Purpose: To assess usage of green cleaning products across campus. Green cleaning products are typically made of biodegradable chemicals so they benefit people and the environment by reducing exposure to toxins. UMD’s Environmentally Preferable Procurement policy calls for departments to promote the procurement and use of green cleaning products when possible.

Recent Trends: Many of the green cleaning products used on campus have earned Green Seal Certification and plans are progressing to incorporate some products that have earned Design for the Environment (DfE) Certification. The Building Services unit of Residential Facilities was the first university cleaning program to achieve CIMS-GB (Cleaning Industry Management Standard- Green Building) Certification with Honors from The Worldwide Cleaning Industry Association (ISSA). This certification indicates that Residential Facilities aligns its cleaning practices with what is needed to secure points under the U.S. Green Building Council’s LEED for Existing Buildings: Operations and Maintenance standards. From FY 2009 to FY 2010, spending on green supplies increased from 87 percent to 88 percent because of a switch from conventional trashcan liners to a less energy and resource-intensive option. FM’s Housekeeping Services unit continues to explore and test new green cleaning products.
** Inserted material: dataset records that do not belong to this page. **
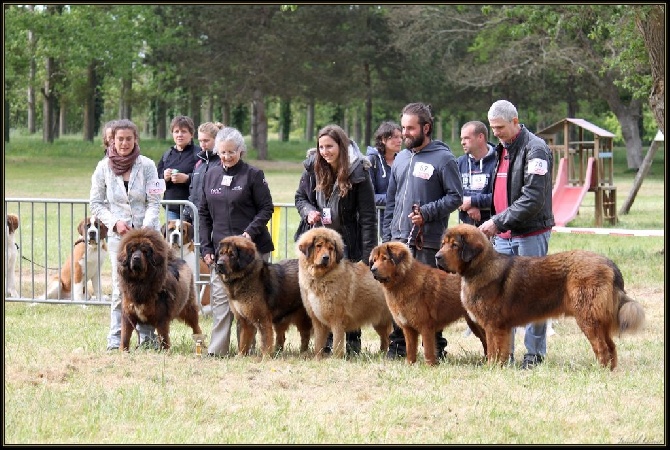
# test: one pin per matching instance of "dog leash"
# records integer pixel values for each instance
(418, 241)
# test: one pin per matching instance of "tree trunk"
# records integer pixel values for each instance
(209, 110)
(32, 70)
(89, 103)
(225, 113)
(285, 119)
(254, 117)
(628, 116)
(6, 121)
(368, 107)
(48, 104)
(125, 110)
(639, 177)
(161, 114)
(196, 110)
(652, 28)
(260, 117)
(62, 118)
(309, 121)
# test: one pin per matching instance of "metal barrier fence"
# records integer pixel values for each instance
(47, 234)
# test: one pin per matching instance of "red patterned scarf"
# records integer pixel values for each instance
(121, 164)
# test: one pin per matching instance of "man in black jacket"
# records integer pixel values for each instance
(522, 216)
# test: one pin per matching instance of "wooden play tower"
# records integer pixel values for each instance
(587, 150)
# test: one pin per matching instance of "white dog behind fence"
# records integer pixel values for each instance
(12, 255)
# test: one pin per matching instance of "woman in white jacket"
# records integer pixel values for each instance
(125, 193)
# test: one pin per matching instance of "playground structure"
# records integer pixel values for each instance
(585, 155)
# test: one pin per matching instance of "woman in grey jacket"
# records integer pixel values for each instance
(125, 193)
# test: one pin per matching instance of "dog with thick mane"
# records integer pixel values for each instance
(180, 234)
(263, 296)
(502, 291)
(82, 265)
(157, 287)
(422, 299)
(12, 254)
(339, 295)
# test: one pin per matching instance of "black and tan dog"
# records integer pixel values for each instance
(339, 295)
(502, 291)
(422, 299)
(263, 296)
(157, 287)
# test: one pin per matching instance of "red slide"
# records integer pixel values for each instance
(566, 199)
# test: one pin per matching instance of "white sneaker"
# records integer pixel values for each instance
(550, 328)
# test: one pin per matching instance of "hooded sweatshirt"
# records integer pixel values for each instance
(430, 179)
(476, 177)
(380, 172)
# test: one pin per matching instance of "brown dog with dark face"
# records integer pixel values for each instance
(422, 299)
(157, 287)
(263, 296)
(503, 291)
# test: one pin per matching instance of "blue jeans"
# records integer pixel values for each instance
(538, 245)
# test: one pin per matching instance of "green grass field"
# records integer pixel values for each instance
(61, 387)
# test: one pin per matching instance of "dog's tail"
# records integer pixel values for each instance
(630, 316)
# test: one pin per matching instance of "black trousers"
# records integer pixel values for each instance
(353, 342)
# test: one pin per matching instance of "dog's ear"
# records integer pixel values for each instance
(306, 246)
(81, 228)
(189, 231)
(152, 256)
(468, 251)
(123, 257)
(246, 255)
(102, 228)
(339, 249)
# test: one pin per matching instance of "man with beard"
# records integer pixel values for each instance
(423, 190)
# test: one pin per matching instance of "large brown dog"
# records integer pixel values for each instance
(422, 299)
(339, 295)
(263, 296)
(503, 291)
(157, 287)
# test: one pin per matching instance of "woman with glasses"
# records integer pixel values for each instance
(235, 200)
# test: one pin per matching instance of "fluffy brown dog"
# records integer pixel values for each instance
(339, 295)
(263, 296)
(157, 287)
(422, 299)
(503, 291)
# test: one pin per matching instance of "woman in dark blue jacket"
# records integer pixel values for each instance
(388, 142)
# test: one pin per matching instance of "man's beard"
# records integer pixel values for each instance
(415, 142)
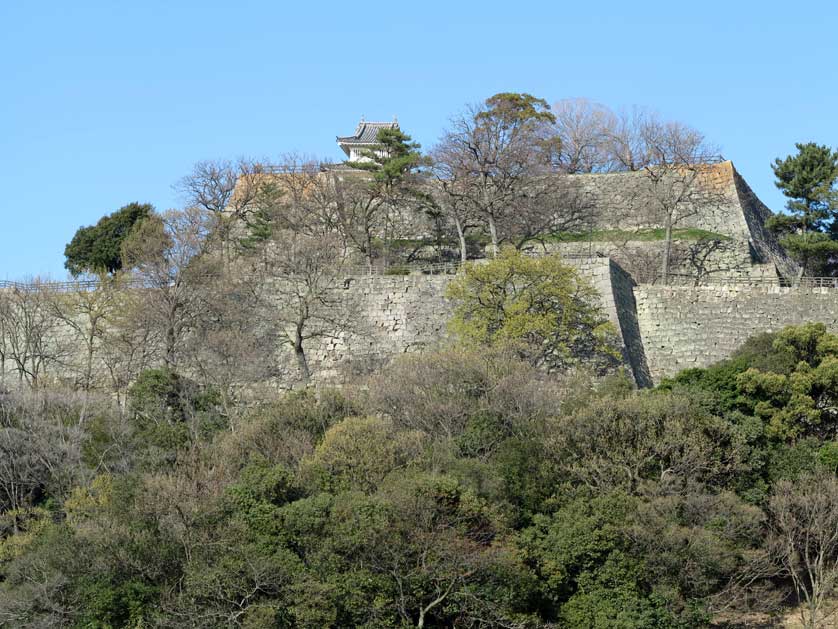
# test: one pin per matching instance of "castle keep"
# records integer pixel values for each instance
(730, 279)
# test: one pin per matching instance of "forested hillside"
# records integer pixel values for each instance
(456, 488)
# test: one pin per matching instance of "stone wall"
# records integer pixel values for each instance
(399, 314)
(685, 327)
(699, 260)
(391, 315)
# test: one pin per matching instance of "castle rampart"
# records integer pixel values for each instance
(695, 326)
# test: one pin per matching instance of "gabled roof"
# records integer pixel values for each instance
(367, 132)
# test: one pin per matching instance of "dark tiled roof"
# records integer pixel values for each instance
(367, 132)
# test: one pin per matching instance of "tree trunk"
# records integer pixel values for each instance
(494, 233)
(667, 250)
(299, 353)
(461, 234)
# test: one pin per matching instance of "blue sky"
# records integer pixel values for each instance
(104, 103)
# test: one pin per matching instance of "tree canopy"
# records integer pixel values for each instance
(98, 248)
(808, 231)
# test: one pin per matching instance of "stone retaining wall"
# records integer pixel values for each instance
(685, 327)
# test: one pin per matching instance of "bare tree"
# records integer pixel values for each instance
(803, 542)
(84, 314)
(676, 162)
(30, 335)
(172, 258)
(493, 158)
(223, 186)
(583, 128)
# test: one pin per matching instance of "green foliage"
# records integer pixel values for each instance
(169, 410)
(801, 402)
(463, 487)
(98, 248)
(540, 307)
(808, 180)
(359, 452)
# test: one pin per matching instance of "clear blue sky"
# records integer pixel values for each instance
(103, 103)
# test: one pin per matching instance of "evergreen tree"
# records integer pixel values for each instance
(808, 232)
(98, 248)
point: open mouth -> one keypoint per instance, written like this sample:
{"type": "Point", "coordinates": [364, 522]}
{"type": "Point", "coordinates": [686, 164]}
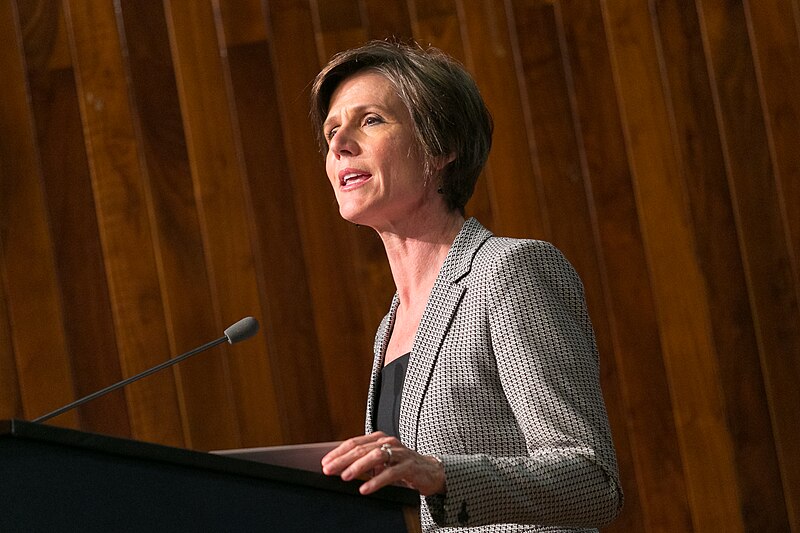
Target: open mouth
{"type": "Point", "coordinates": [349, 178]}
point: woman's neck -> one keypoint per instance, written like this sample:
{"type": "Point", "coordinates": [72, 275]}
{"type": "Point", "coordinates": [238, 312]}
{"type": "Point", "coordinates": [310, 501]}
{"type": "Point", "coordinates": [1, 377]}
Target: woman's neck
{"type": "Point", "coordinates": [416, 256]}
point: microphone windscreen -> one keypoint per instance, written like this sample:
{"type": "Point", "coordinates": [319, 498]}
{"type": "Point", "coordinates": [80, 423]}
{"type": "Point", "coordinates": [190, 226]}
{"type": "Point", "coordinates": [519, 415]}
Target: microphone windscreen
{"type": "Point", "coordinates": [243, 329]}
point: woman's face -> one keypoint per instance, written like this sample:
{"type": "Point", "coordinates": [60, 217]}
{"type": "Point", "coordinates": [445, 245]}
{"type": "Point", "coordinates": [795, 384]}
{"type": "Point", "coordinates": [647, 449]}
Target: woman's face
{"type": "Point", "coordinates": [373, 161]}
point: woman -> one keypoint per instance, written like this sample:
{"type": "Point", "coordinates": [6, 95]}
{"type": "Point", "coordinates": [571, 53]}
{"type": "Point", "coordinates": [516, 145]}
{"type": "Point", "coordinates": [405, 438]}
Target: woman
{"type": "Point", "coordinates": [485, 394]}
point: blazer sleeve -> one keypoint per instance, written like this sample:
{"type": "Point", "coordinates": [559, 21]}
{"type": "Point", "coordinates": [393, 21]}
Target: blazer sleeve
{"type": "Point", "coordinates": [547, 362]}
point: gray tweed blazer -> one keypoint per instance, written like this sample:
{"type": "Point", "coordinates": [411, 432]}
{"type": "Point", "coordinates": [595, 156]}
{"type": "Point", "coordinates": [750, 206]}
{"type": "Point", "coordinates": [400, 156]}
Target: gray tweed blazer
{"type": "Point", "coordinates": [503, 385]}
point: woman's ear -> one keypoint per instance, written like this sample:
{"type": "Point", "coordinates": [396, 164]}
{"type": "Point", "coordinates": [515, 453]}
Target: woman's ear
{"type": "Point", "coordinates": [443, 160]}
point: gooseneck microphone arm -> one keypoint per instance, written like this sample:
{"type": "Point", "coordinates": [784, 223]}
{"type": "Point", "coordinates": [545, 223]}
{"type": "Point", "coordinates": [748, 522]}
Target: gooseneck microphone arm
{"type": "Point", "coordinates": [241, 330]}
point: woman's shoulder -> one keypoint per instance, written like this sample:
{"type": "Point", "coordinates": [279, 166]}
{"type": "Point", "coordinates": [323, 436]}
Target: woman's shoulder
{"type": "Point", "coordinates": [507, 251]}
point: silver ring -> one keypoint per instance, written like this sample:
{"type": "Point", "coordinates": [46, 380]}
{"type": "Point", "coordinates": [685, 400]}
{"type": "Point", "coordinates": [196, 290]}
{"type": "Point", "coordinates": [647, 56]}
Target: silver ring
{"type": "Point", "coordinates": [387, 449]}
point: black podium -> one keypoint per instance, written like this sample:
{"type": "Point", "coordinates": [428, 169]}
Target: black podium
{"type": "Point", "coordinates": [55, 479]}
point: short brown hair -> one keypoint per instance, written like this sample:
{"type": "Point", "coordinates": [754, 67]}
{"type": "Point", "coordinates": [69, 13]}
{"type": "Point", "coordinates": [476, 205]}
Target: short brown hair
{"type": "Point", "coordinates": [449, 114]}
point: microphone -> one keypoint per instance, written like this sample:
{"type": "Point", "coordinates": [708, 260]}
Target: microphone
{"type": "Point", "coordinates": [241, 330]}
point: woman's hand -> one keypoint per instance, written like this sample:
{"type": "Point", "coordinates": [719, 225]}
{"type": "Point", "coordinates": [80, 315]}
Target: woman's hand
{"type": "Point", "coordinates": [386, 462]}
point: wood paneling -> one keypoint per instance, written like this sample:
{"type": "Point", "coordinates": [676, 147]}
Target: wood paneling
{"type": "Point", "coordinates": [159, 180]}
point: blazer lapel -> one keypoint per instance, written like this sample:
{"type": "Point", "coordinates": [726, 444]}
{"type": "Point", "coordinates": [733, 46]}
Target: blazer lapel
{"type": "Point", "coordinates": [442, 304]}
{"type": "Point", "coordinates": [379, 351]}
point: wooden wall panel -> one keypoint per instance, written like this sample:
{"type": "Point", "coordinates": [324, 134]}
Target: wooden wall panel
{"type": "Point", "coordinates": [124, 218]}
{"type": "Point", "coordinates": [31, 289]}
{"type": "Point", "coordinates": [159, 180]}
{"type": "Point", "coordinates": [760, 226]}
{"type": "Point", "coordinates": [294, 351]}
{"type": "Point", "coordinates": [697, 135]}
{"type": "Point", "coordinates": [678, 288]}
{"type": "Point", "coordinates": [516, 203]}
{"type": "Point", "coordinates": [73, 224]}
{"type": "Point", "coordinates": [549, 95]}
{"type": "Point", "coordinates": [344, 338]}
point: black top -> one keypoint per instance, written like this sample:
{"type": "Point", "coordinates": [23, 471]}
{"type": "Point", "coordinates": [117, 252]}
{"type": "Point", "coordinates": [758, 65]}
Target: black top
{"type": "Point", "coordinates": [391, 391]}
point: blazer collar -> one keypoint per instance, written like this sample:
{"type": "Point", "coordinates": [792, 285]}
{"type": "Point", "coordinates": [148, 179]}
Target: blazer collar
{"type": "Point", "coordinates": [442, 304]}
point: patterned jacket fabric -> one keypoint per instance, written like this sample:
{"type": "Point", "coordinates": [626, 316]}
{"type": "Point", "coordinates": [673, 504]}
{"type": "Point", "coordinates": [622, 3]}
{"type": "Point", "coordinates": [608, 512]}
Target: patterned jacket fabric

Spending on green supplies is likely to remain constant at 85 percent because limited use of sanitizers, disinfectants, and virucides is required, and these types of products by nature cannot be certified as “green”. In 2010, FM installed new Green Seal Certified tissue and towel dispensers that minimize packaging, waste and opportunities for cross-contamination. The dispensers hold Green Seal certified paper made from 100 percent recycled fiber. Dining Services is working with a new cleaning product supplier to incorporate use of more certified green cleaning products in their facilities. A change in cleaning supply contractor during the year prevented Dining Services from tracking the percent of their cleaning chemical budget that was spent on certified green products. The 10 percent reported here was approximated by pro-rating the percentage spent in 2009 by the number of months that the previous supplier was retained by Dining Services. The Adele H. Stamp Student Union continues to spend approximately 73 percent of their chemical and equipment budget on Green Seal Certified products.

* Percentages in this figure represent a portion of each unit’s budget for cleaning products.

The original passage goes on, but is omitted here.